Dass in einer solchen Situation die Liebe im Briefschluss so eine prominente Rolle einnimmt, ist nur konsequent. Hier in 16,14 geht es um Liebe und Solidarität in einer unsolidarischen Welt. Paulus ermuntert die Angesprochenen, dass sie in ihrem Alltag Liebe wirksam werden lassen. In 1 Kor 13 hatte er sich bereits mit der Liebe beschäftigt, mit der Liebe zwischen Gott und den Menschen und der Liebe zwischen den Menschen. Dass Menschen miteinander liebe- und respektvoll umgehen sollen, gründet in der unverbrüchlichen Gottesbeziehung. In Röm 8,39 schreibt Paulus später, dass die Menschen nichts von der Liebe Gottes trennen kann.

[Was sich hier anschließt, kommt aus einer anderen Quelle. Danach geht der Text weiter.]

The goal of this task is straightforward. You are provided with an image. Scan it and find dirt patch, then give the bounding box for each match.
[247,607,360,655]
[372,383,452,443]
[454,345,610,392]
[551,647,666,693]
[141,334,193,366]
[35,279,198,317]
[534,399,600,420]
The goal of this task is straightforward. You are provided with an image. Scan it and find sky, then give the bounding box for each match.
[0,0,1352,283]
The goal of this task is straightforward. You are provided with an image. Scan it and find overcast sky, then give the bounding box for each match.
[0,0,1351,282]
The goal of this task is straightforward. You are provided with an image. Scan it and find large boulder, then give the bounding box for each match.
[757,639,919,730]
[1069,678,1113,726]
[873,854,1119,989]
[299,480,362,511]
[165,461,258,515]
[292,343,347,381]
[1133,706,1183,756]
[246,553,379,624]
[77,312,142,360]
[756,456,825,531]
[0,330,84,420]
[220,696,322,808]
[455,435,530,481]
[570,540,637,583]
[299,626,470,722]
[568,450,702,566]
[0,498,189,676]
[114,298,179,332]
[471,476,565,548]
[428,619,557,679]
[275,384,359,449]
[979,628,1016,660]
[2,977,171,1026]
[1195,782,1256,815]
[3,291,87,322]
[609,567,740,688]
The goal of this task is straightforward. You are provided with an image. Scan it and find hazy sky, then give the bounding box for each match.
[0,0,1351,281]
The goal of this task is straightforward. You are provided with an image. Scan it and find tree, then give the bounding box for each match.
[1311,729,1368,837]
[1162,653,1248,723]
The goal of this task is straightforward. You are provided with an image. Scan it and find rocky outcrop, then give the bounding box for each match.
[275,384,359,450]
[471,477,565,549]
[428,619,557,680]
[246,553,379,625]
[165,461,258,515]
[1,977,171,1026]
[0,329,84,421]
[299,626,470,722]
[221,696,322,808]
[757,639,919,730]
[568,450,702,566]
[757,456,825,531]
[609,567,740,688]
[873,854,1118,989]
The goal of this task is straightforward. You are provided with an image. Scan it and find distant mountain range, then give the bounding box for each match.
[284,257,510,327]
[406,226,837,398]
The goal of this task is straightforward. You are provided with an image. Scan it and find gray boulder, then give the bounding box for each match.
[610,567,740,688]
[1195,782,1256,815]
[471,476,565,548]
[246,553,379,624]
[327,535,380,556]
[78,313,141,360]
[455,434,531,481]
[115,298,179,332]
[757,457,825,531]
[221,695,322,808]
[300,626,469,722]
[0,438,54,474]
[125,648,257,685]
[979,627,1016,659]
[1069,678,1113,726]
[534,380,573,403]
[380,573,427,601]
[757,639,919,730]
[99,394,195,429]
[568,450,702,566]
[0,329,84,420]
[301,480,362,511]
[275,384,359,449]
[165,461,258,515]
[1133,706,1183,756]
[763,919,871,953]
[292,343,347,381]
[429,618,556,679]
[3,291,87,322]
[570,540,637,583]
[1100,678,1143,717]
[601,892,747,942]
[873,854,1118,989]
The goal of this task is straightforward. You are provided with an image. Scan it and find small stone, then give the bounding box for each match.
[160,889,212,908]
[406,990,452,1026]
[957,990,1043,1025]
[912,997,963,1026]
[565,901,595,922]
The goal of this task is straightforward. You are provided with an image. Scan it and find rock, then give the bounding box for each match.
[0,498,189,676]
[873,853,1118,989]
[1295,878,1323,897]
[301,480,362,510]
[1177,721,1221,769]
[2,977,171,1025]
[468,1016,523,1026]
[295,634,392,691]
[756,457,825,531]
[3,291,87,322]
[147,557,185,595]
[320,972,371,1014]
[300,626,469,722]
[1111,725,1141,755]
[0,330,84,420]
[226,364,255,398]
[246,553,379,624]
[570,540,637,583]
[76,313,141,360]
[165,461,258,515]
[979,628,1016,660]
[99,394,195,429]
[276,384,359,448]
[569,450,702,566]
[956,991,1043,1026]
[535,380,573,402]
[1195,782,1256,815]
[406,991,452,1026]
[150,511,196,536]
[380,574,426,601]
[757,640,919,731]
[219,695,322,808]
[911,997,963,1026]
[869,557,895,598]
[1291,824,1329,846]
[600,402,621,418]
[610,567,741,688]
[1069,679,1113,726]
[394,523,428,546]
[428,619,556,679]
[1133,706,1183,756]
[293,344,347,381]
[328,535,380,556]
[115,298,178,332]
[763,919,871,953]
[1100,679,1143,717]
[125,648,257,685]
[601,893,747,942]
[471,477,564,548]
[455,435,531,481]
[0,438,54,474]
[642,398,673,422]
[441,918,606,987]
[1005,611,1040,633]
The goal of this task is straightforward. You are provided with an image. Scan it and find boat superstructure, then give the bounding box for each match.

In 1 Kor 16,14 will Paulus, dass die Geschwister die Liebe Gottes untereinander weitergeben und miteinander teilen. In einem solchen Netzwerk der Liebe sollen sie andere Erfahrungen machen als sonst in ihrem Alltag. In 16,22 zeigt sich allerdings die Kehrseite der Vorstellung, dass die Nächstenliebe aus der Gottesliebe kommt: Für Paulus hängt alles an der Beziehung zu Gott – deswegen sei „verflucht, wer die Ewige nicht liebt“. (16,22) Texte wie dieser und Gal 1,8 wurden später im Christentum häufig benutzt, um andere auszugrenzen und ihnen Gewalt anzutun. Mt 25,37-40 hingegen spricht anerkennend von Nächstenliebe, die allein im Erkennen der Not des anderen ihren Grund hat, eine hilfreiche Korrektur der paulinischen Sicht. Die, die in Mt 25 das Notwendige tun, betonen, dass sie es um der Notleidenden willen getan haben – und nicht, weil sie Christus erkannt haben. Das Matthäusevangelium erkennt atheistische, gott-lose Nächstenliebe ausdrücklich an. Für Paulus scheint das unmöglich zu sein. Die Verfluchung in 1 Kor 16,22 bleibt eine Irritation.

Zum Weiterlesen:
Paula Fredriksen: Als Christen Juden waren, Stuttgart 2021.
Carsten Jochum-Bortfeld: Paulus in Ephesus. Eine Expedition in die Entstehungszeit des Neuen Testaments, Gütersloh 2021.
Luise Schottroff: Der erste Brief an die Gemeinde in Korinth, ThKNT 7, Stuttgart 22021.

Anmerkungen
1)
Vgl. Elsa Tamez, Gegen die Verurteilung zum Tod. Paulus oder die Rechtfertigung durch den Glauben aus der Perspektive der Unterdrückten und Ausgeschlossenen, Luzern 1998, S. 52-56.
2) Vgl. Fredriksen, S. 85-99.

Katja Jochum ist Pfarrerin in der Ev.-luth. Kirchengemeinde Eidinghausen-Dehme in Bad Oeynhausen. Zudem ist sie Bibliodramaleiterin und Beauftragte für Frauenarbeit im Kirchenkreis Vlotho. Dr. Carsten Jochum-Bortfeld ist Professor am Institut für Ev. Theologie der Universität Hildesheim. Er gehört zum Vorstand von Bibel in gerechter Sprache e.V. – Im Gemeindekontext bieten beide gemeinsam Bibelseminare an, in denen sie sozialgeschichtliche Bibelauslegung und Methoden, die zur persönlichen Verortung im Bibeltext einladen, verbinden. Beim Seminar 2023 zum 1. Korintherbrief war die Bibelarbeit dieser Ausgabe leicht&SINN der letzte Abend der Reihe.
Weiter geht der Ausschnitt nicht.